AuthorsRios Del Toro, Emilia E.; Valenzuela, Edgardo I.; López-Lozano, Nguyen E.; Cortés-Martínez, M. Guadalupe; Sánchez-Rodríguez, Miguel A.; Calvario-Martínez, Omar; Sánchez Carrillo, Salvador ; Cervantes, Francisco J.
KeywordsSulfur cycle
Iron cycle
Nitrogen cycle
Marine environment
Anaerobic ammonium oxidation
Issue Date2018
CitationBiodegradation 29: 429-442 (2018)

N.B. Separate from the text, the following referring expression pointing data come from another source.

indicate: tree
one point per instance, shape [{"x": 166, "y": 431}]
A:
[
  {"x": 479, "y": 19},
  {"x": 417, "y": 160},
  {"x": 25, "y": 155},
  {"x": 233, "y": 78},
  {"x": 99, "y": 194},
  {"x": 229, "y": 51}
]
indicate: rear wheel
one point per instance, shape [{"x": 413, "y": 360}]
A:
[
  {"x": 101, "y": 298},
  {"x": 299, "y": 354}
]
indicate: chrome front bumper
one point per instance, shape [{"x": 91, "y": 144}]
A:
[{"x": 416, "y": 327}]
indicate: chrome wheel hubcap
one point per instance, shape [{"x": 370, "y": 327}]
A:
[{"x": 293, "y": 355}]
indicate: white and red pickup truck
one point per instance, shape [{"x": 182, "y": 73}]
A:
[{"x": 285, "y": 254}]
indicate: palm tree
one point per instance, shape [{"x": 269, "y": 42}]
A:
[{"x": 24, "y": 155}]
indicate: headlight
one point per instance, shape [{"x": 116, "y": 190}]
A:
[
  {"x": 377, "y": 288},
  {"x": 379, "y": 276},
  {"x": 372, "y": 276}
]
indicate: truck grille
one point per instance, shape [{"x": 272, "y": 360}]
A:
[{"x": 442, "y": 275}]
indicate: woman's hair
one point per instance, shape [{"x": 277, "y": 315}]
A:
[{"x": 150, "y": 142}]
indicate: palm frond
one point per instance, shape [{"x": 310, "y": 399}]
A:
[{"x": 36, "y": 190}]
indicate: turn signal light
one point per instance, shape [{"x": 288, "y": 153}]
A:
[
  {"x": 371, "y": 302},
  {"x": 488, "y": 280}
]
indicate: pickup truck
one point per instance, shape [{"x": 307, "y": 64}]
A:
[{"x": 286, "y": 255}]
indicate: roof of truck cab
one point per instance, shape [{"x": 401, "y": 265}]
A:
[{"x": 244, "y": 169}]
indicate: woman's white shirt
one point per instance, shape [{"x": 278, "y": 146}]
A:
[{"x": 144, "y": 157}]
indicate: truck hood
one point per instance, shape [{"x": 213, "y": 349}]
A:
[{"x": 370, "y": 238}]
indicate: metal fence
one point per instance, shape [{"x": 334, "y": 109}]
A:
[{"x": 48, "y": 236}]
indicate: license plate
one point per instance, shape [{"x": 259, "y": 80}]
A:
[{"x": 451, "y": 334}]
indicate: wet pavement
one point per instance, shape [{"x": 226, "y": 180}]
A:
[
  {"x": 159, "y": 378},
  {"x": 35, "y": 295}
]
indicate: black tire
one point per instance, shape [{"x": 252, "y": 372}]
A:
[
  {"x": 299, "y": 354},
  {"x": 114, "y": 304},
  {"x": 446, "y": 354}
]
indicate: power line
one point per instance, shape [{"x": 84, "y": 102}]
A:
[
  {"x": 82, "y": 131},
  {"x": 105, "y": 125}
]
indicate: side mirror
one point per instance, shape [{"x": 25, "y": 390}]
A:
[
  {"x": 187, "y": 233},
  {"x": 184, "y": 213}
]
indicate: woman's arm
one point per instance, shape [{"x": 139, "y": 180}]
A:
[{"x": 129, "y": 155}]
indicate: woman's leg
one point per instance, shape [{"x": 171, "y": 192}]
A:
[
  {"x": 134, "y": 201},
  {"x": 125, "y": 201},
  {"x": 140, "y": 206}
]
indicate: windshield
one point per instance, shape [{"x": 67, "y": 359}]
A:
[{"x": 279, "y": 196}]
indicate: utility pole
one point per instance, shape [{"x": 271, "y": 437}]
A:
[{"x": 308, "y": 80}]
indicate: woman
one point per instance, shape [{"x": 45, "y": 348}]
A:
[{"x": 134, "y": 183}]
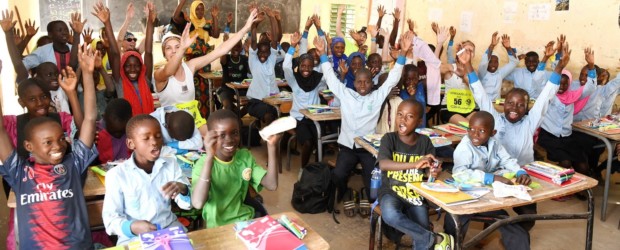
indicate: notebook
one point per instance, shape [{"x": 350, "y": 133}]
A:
[
  {"x": 267, "y": 233},
  {"x": 448, "y": 199},
  {"x": 173, "y": 238}
]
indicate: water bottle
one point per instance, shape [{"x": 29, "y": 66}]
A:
[{"x": 375, "y": 184}]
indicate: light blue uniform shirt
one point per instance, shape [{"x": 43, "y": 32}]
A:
[
  {"x": 359, "y": 113},
  {"x": 559, "y": 116},
  {"x": 131, "y": 194},
  {"x": 492, "y": 82},
  {"x": 517, "y": 138},
  {"x": 263, "y": 75},
  {"x": 602, "y": 95},
  {"x": 301, "y": 98},
  {"x": 483, "y": 162}
]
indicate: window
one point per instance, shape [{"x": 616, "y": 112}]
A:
[{"x": 347, "y": 21}]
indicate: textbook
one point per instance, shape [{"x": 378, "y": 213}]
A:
[
  {"x": 278, "y": 126},
  {"x": 448, "y": 199},
  {"x": 452, "y": 129},
  {"x": 173, "y": 238},
  {"x": 267, "y": 233},
  {"x": 551, "y": 173}
]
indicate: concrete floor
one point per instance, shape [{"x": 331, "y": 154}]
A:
[{"x": 353, "y": 233}]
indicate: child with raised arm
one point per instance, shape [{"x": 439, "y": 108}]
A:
[
  {"x": 306, "y": 85},
  {"x": 484, "y": 160},
  {"x": 556, "y": 134},
  {"x": 402, "y": 156},
  {"x": 360, "y": 112},
  {"x": 490, "y": 74},
  {"x": 139, "y": 192},
  {"x": 50, "y": 202},
  {"x": 221, "y": 178},
  {"x": 131, "y": 74},
  {"x": 174, "y": 81},
  {"x": 262, "y": 62}
]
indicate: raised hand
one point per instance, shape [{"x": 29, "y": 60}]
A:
[
  {"x": 295, "y": 38},
  {"x": 452, "y": 32},
  {"x": 396, "y": 14},
  {"x": 560, "y": 42},
  {"x": 406, "y": 41},
  {"x": 86, "y": 57},
  {"x": 319, "y": 44},
  {"x": 589, "y": 53},
  {"x": 506, "y": 41},
  {"x": 372, "y": 30},
  {"x": 317, "y": 21},
  {"x": 565, "y": 58},
  {"x": 88, "y": 35},
  {"x": 253, "y": 18},
  {"x": 215, "y": 11},
  {"x": 67, "y": 79},
  {"x": 76, "y": 24},
  {"x": 411, "y": 25},
  {"x": 442, "y": 35},
  {"x": 130, "y": 11},
  {"x": 435, "y": 27},
  {"x": 494, "y": 39},
  {"x": 186, "y": 40},
  {"x": 549, "y": 50},
  {"x": 101, "y": 12},
  {"x": 381, "y": 11},
  {"x": 7, "y": 22},
  {"x": 229, "y": 17},
  {"x": 309, "y": 23},
  {"x": 31, "y": 28}
]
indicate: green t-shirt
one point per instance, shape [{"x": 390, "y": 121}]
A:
[{"x": 229, "y": 186}]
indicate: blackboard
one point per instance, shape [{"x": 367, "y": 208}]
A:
[
  {"x": 290, "y": 11},
  {"x": 57, "y": 10}
]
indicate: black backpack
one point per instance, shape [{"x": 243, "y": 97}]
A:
[{"x": 313, "y": 193}]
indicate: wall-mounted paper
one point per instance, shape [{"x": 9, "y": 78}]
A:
[
  {"x": 539, "y": 11},
  {"x": 466, "y": 19},
  {"x": 510, "y": 11},
  {"x": 435, "y": 14}
]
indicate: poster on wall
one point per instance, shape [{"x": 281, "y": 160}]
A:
[
  {"x": 538, "y": 12},
  {"x": 509, "y": 13},
  {"x": 561, "y": 5}
]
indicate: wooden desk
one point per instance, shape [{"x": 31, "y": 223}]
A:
[
  {"x": 92, "y": 187},
  {"x": 489, "y": 202},
  {"x": 224, "y": 237},
  {"x": 610, "y": 142},
  {"x": 316, "y": 118},
  {"x": 210, "y": 76}
]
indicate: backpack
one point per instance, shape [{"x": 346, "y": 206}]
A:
[{"x": 313, "y": 193}]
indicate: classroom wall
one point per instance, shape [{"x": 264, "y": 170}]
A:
[{"x": 586, "y": 23}]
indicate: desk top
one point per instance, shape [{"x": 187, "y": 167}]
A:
[
  {"x": 245, "y": 86},
  {"x": 275, "y": 101},
  {"x": 322, "y": 116},
  {"x": 583, "y": 127},
  {"x": 224, "y": 237},
  {"x": 92, "y": 187},
  {"x": 489, "y": 202},
  {"x": 210, "y": 75}
]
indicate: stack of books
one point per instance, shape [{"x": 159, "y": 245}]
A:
[{"x": 551, "y": 173}]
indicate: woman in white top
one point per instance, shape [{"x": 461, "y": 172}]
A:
[{"x": 175, "y": 83}]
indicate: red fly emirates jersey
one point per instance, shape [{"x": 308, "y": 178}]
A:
[{"x": 51, "y": 211}]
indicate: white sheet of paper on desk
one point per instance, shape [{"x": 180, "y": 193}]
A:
[{"x": 278, "y": 126}]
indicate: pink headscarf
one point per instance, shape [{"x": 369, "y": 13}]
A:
[{"x": 572, "y": 96}]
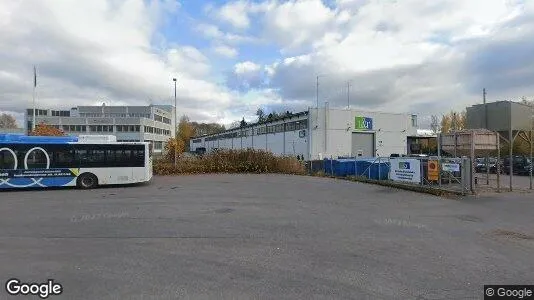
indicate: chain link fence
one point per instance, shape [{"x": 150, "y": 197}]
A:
[{"x": 443, "y": 173}]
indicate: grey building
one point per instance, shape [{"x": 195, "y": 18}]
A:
[
  {"x": 320, "y": 133},
  {"x": 153, "y": 123}
]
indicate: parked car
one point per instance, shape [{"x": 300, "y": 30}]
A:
[{"x": 521, "y": 165}]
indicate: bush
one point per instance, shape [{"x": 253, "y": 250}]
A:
[{"x": 230, "y": 161}]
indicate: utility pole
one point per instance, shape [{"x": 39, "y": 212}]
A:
[
  {"x": 33, "y": 96},
  {"x": 485, "y": 108},
  {"x": 317, "y": 92},
  {"x": 175, "y": 127},
  {"x": 348, "y": 94}
]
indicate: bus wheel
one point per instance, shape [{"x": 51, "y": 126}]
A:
[{"x": 87, "y": 181}]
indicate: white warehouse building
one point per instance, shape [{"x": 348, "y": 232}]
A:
[{"x": 320, "y": 133}]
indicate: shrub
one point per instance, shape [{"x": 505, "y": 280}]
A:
[{"x": 230, "y": 161}]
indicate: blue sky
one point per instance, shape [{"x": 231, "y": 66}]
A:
[{"x": 232, "y": 57}]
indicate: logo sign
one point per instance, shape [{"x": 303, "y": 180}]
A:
[
  {"x": 405, "y": 170},
  {"x": 450, "y": 167},
  {"x": 363, "y": 123},
  {"x": 433, "y": 170},
  {"x": 404, "y": 165}
]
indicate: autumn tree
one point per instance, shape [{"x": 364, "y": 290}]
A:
[
  {"x": 173, "y": 145},
  {"x": 260, "y": 114},
  {"x": 207, "y": 128},
  {"x": 185, "y": 132},
  {"x": 453, "y": 121},
  {"x": 7, "y": 121},
  {"x": 43, "y": 129}
]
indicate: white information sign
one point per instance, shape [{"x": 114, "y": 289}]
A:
[
  {"x": 407, "y": 170},
  {"x": 450, "y": 167}
]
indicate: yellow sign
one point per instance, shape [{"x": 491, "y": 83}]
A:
[{"x": 433, "y": 170}]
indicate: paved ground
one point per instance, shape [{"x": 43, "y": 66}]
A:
[
  {"x": 265, "y": 236},
  {"x": 519, "y": 182}
]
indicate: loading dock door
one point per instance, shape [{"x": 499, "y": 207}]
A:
[{"x": 363, "y": 144}]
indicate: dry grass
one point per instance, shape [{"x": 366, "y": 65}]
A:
[{"x": 231, "y": 161}]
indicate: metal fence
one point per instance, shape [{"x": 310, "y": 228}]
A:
[{"x": 443, "y": 173}]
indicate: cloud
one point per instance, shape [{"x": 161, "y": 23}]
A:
[
  {"x": 88, "y": 52},
  {"x": 245, "y": 76},
  {"x": 413, "y": 55},
  {"x": 225, "y": 51},
  {"x": 235, "y": 13}
]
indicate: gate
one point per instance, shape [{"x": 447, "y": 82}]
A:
[{"x": 449, "y": 174}]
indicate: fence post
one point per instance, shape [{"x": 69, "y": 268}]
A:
[
  {"x": 379, "y": 173},
  {"x": 331, "y": 165},
  {"x": 421, "y": 173},
  {"x": 439, "y": 171}
]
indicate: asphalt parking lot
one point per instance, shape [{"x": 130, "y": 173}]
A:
[{"x": 264, "y": 237}]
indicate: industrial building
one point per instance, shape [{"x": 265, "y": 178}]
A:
[
  {"x": 320, "y": 133},
  {"x": 153, "y": 123}
]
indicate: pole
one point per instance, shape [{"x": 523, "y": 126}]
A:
[
  {"x": 317, "y": 92},
  {"x": 498, "y": 166},
  {"x": 175, "y": 126},
  {"x": 485, "y": 109},
  {"x": 531, "y": 142},
  {"x": 348, "y": 95},
  {"x": 510, "y": 152},
  {"x": 33, "y": 96}
]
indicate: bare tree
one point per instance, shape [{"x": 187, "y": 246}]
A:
[
  {"x": 434, "y": 125},
  {"x": 7, "y": 121}
]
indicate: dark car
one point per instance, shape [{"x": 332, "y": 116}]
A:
[
  {"x": 481, "y": 166},
  {"x": 521, "y": 165}
]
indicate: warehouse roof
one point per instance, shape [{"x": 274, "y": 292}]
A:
[{"x": 286, "y": 116}]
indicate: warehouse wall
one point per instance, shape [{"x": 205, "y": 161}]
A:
[
  {"x": 331, "y": 132},
  {"x": 280, "y": 143}
]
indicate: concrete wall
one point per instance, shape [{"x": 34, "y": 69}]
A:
[
  {"x": 331, "y": 132},
  {"x": 501, "y": 116},
  {"x": 280, "y": 143}
]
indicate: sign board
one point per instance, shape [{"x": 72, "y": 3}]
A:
[
  {"x": 406, "y": 170},
  {"x": 363, "y": 123},
  {"x": 433, "y": 170},
  {"x": 450, "y": 167}
]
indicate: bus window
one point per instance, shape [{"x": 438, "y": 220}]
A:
[
  {"x": 37, "y": 160},
  {"x": 63, "y": 158},
  {"x": 7, "y": 161}
]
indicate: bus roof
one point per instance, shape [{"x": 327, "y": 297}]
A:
[{"x": 24, "y": 139}]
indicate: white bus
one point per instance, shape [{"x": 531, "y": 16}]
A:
[{"x": 85, "y": 161}]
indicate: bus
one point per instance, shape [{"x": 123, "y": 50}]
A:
[{"x": 85, "y": 161}]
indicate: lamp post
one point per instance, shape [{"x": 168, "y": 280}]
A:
[
  {"x": 531, "y": 142},
  {"x": 175, "y": 127}
]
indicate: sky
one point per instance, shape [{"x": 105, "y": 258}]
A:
[{"x": 232, "y": 57}]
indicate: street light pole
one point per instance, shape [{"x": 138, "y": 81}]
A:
[
  {"x": 175, "y": 127},
  {"x": 531, "y": 142}
]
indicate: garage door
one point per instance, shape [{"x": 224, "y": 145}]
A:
[{"x": 363, "y": 144}]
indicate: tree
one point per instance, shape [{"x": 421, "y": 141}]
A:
[
  {"x": 261, "y": 115},
  {"x": 185, "y": 132},
  {"x": 434, "y": 125},
  {"x": 43, "y": 129},
  {"x": 243, "y": 123},
  {"x": 173, "y": 145},
  {"x": 207, "y": 128},
  {"x": 7, "y": 121},
  {"x": 453, "y": 121}
]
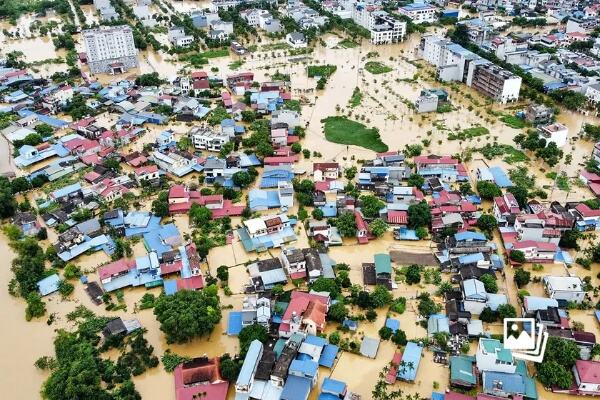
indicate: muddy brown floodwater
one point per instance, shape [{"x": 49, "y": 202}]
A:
[{"x": 384, "y": 106}]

AbstractAvailability of fixed nitrogen is a pivotal driver on primary productivity in the oceans, thus the identification of key processes triggering nitrogen losses from these ecosystems is of major importance as they affect ecosystems function and consequently global biogeochemical cycles. Denitrification and anaerobic ammonium oxidation coupled to nitrite reduction (Anammox) are the only identified marine sinks for fixed nitrogen. The present study provides evidence indicating that anaerobic ammonium oxidation coupled to the reduction of sulfate, the most abundant electron acceptor present in the oceans, prevails in marine sediments. Tracer analysis with 15N-ammonium revealed that this microbial process, here introduced as Sulfammox, accounts for up to 5 μg 15N2 produced g−1 day−1 in sediments collected from the eastern tropical North Pacific coast. Raman and X-ray diffraction spectroscopies revealed that elemental sulfur and sphalerite (ZnFeS) were produced, besides free sulfide, during the course of Sulfammox. Anaerobic ammonium oxidation linked to Fe(III) reduction (Feammox) was also observed in the same marine sediments accounting for up to 2 μg 15N2 produced g−1 day−1. Taxonomic characterization, based on 16S rRNA gene sequencing, of marine sediments performing the Sulfammox and Feammox processes revealed the microbial members potentially involved. These novel nitrogen sinks may significantly fuel nitrogen loss in marine environments. These findings suggest that the interconnections among the oceanic biogeochemical cycles of N, S and Fe are much more complex than previously considered.